And when we hear the Gospel about the Pharisees who derided the crucified Christ— “He saved others, he cannot save himself! He is the king of Israel; let him come down now from the cross and we will believe in him” (Mt 27:42)— are we not immediately reminded of the derision and accusations that are heard today: “So, wasn’t your God able to help you: And indeed, as long as we expect from God only this type of help, only miracles that would eliminate the sufferings from our life, then these accusations will continue. And they will continue because any cheap pill is certainly better able to relieve a headache than prayer and religion. And we will never understand the mystery of the Cross as long as we expect this type of pill from religion— be it for something trivial or important. As long as this is the case, regardless of all the gold or silver with which it is covered, the Cross remains what the apostle Paul said at the dawn of Christianity: “a scandal for the Jews, and folly for the Gentiles” (1 Cor 1:23). In our given situation the “Jews” represent those who seek only help from religion, while the “Gentiles” are those who seek clever and easy explanations. And in this case the Cross is truly a scandal and folly. Again the cross is brought out in procession, and that unique week of weeks approaches when the Church invites us not so much to examine and to discuss, but to silently and intensely follow each step of Christ, to follow his slow and irreversible path to suffering, to crucifixion, and to death. It invites us to pick up this very cross. And something strange happens to us. Suddenly from our own problems, from our own difficulties, and even from our own sufferings we turn our attention to Another, to this silently sorrowful and suffering Person, to this night of horror, betrayal, and loneliness, but also of celebration, of love, and of victory.
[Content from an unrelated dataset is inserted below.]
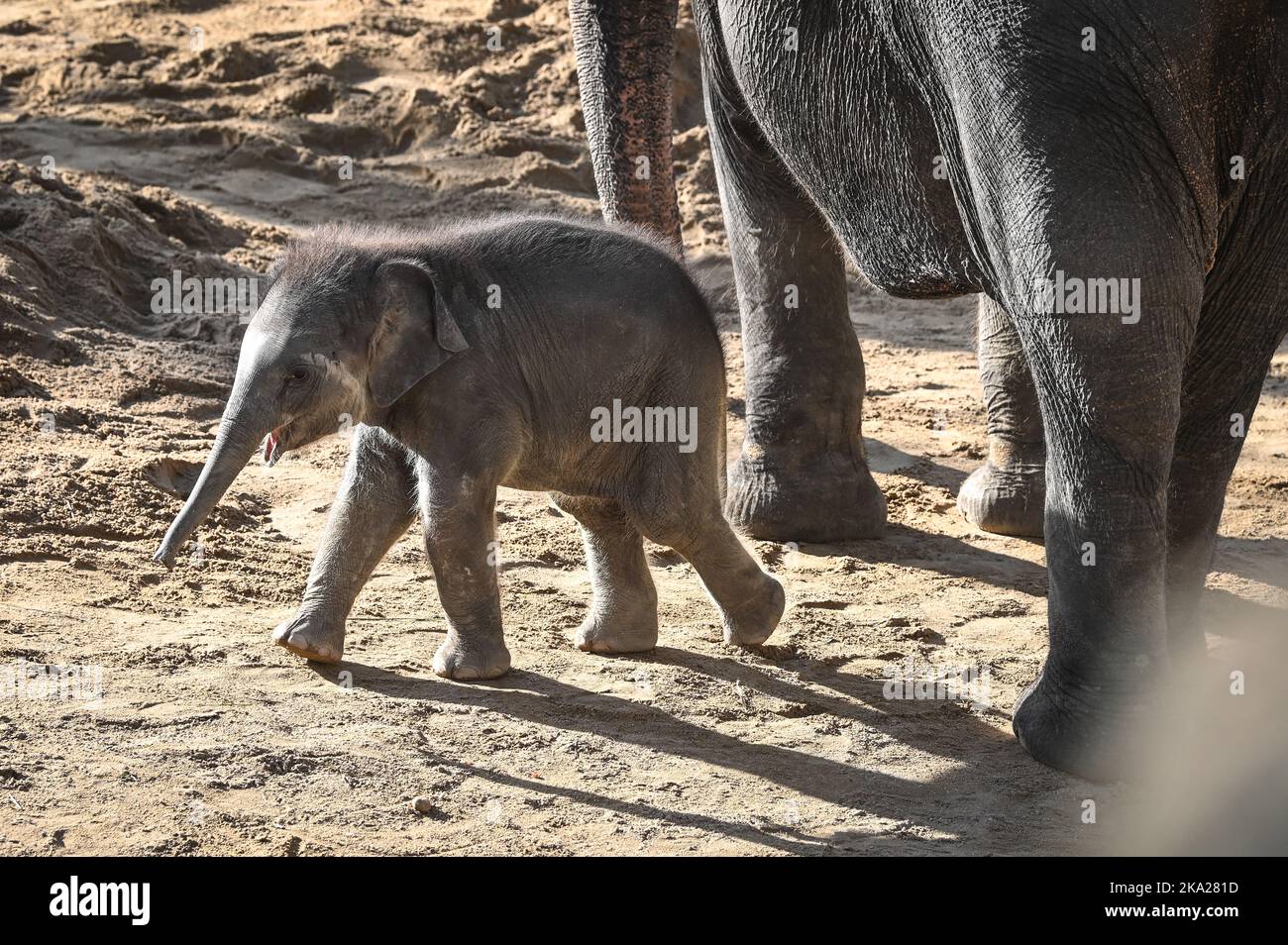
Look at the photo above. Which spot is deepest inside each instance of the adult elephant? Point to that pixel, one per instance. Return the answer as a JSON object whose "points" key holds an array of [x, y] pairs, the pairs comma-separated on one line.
{"points": [[1111, 175]]}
Something strange happens to us: perhaps without even knowing it one begins to feel how this cheap and egotistical religion, a religion once demanding only something for itself, demanding that even God would be in its service, evaporates! And it becomes clear, spiritually clear, that at its depths religion is entirely about something else. That in the end it is not all about comfort or help, but about joy and victory. 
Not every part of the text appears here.